Final: Mavs 122, Nuggets 105

Box Score | Highlights

Behind the Box Score

Tonight the Mavericks had their highest-scoring first quarter (39 points) since dropping 39 on Feb. 28, 2016 against the Timberwolves, and they built their biggest lead after the opening frame since Feb. 4, 2015, when they led Golden State by 17 points. Not a bad way to start a game.

Dallas held a 17-point advantage at halftime, 64-47. It marked the team’s first time leading by 15+ points at the break in consecutive games since November 2014 when the Mavs did it in three straight games, one of which included the 123-70 win against Philadelphia. That night, Dallas led 73-29 at the break, the team’s biggest halftime advantage in franchise history.

The Mavericks are now 178-3 in the Rick Carlisle era when leading by double-digits after three quarters, per Basketball-Reference.

Notebook

  • Dennis Smith Jr. has had a lot of “good at this” games lately, where he really shines in one or two areas of his game.

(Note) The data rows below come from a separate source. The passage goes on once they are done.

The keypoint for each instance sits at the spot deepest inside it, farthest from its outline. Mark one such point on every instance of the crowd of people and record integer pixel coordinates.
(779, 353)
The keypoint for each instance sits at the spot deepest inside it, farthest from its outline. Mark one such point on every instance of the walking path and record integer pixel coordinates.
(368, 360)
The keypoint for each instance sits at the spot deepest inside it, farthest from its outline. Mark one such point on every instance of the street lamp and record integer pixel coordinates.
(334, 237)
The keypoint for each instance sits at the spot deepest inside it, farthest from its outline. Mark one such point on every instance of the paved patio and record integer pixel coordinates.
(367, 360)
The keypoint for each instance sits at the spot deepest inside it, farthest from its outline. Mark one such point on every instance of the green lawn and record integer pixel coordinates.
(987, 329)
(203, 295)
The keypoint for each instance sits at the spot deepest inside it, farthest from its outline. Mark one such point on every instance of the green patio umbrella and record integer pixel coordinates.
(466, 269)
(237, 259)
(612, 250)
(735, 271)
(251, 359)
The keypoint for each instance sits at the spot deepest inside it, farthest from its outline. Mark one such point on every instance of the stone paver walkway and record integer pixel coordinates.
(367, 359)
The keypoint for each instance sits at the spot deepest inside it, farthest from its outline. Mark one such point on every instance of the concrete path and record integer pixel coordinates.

Tonight he showed a ton of ability getting downhill, both in the open floor and in halfcourt situations. First, he was able to attack early in the shot clock by pushing the ball off misses.

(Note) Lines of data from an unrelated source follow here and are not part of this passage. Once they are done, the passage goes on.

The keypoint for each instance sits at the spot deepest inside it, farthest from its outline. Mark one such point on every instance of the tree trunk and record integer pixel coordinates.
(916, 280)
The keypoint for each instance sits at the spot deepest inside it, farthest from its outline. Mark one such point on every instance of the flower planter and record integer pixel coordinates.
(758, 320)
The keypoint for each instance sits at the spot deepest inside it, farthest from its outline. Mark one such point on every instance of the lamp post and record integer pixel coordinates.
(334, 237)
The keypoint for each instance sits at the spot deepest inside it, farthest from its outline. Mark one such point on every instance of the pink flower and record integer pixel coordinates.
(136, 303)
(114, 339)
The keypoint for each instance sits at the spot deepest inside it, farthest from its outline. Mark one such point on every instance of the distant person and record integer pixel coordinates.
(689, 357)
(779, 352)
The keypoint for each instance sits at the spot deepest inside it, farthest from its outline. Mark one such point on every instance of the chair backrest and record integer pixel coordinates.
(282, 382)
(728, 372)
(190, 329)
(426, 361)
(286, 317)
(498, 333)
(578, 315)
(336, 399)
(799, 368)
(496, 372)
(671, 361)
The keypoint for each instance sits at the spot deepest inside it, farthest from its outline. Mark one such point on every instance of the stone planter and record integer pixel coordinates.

    And once he established that he could get to the basket, the Nuggets defense began crashing down to stop this attempts at the rim. That only opens up shots for his teammates, though, if he’s able to find them.

    Finally, Rick Carlisle has said one area he’s still improving in is his decisiveness with his dribble. That might seem like a pretty abstract concept, but what he means is Smith sometimes takes a couple more dribbles than he needs to when sizing up a mismatched defender, and that can allow the opponent to begin crowding the lane and gearing up for a drive. This was a great example of a drive timed right.

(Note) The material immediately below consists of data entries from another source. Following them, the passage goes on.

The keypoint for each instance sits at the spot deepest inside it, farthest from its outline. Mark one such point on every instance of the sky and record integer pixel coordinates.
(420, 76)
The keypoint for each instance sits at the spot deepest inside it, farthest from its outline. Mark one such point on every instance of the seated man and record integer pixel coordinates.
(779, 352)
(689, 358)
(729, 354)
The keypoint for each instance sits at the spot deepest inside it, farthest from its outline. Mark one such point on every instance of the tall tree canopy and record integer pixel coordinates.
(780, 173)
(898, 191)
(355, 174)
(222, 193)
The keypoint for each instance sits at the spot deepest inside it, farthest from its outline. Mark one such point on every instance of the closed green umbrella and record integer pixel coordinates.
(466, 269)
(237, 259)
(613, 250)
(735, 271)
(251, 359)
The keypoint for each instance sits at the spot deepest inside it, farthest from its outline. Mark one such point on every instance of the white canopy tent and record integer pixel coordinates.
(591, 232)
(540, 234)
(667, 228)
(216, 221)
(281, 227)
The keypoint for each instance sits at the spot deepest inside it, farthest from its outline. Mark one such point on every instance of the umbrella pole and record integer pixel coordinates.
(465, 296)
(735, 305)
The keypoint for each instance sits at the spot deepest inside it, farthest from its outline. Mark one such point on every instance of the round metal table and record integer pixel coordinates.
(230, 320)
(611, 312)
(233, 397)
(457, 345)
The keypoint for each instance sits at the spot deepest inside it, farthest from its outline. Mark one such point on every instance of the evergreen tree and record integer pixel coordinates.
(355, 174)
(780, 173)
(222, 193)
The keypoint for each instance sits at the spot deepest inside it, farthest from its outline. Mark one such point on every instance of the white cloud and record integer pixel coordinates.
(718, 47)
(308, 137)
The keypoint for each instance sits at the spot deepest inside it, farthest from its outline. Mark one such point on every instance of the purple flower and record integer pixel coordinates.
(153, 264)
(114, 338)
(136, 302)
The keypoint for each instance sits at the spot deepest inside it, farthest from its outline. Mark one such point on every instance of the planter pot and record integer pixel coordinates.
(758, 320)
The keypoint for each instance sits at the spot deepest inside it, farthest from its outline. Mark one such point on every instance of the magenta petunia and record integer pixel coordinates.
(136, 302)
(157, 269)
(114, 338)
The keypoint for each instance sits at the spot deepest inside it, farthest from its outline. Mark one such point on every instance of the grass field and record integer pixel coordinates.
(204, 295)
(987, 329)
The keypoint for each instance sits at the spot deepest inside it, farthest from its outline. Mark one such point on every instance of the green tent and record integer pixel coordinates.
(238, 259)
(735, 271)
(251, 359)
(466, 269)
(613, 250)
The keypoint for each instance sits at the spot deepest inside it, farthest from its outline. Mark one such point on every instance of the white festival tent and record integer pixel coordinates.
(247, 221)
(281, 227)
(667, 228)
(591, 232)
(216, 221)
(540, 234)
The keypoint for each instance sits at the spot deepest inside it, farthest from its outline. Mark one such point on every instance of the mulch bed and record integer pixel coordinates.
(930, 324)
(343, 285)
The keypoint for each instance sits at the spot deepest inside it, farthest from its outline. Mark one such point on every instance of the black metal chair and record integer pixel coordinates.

    Kenneth Faried is a good player but he doesn’t have the speed to stay in front of Smith. Once Smith drew the switch, he took a dribble or so to read the situation and then attacked immediately, mixing in a pump-fake to give himself some extra breathing room before finishing with a baby hook. He reached the 20-point plateau for the first time since Nov. 14. All in all, this was an awesome game from the rookie.

  • After going nearly a month without blocking more than five shots in a game, the Mavs have now swatted at least six in two straight games. Maxi Kleber is improving in that regard, and we already know what Salah Mejri is capable of. Blocked shots are always good, but the act of trying to block one can sometimes compromise your position for a rebound or put you at risk of committing a foul on a pump-fake. Nevertheless, it’s good to see their big men returning more shots to sender and starting an extra fast break or two in the process.

    What’s Next

    The Mavs (7-17) will play the Boston Celtics (21-4) on Wednesday at the TD Garden at 6:30 p.m. Central.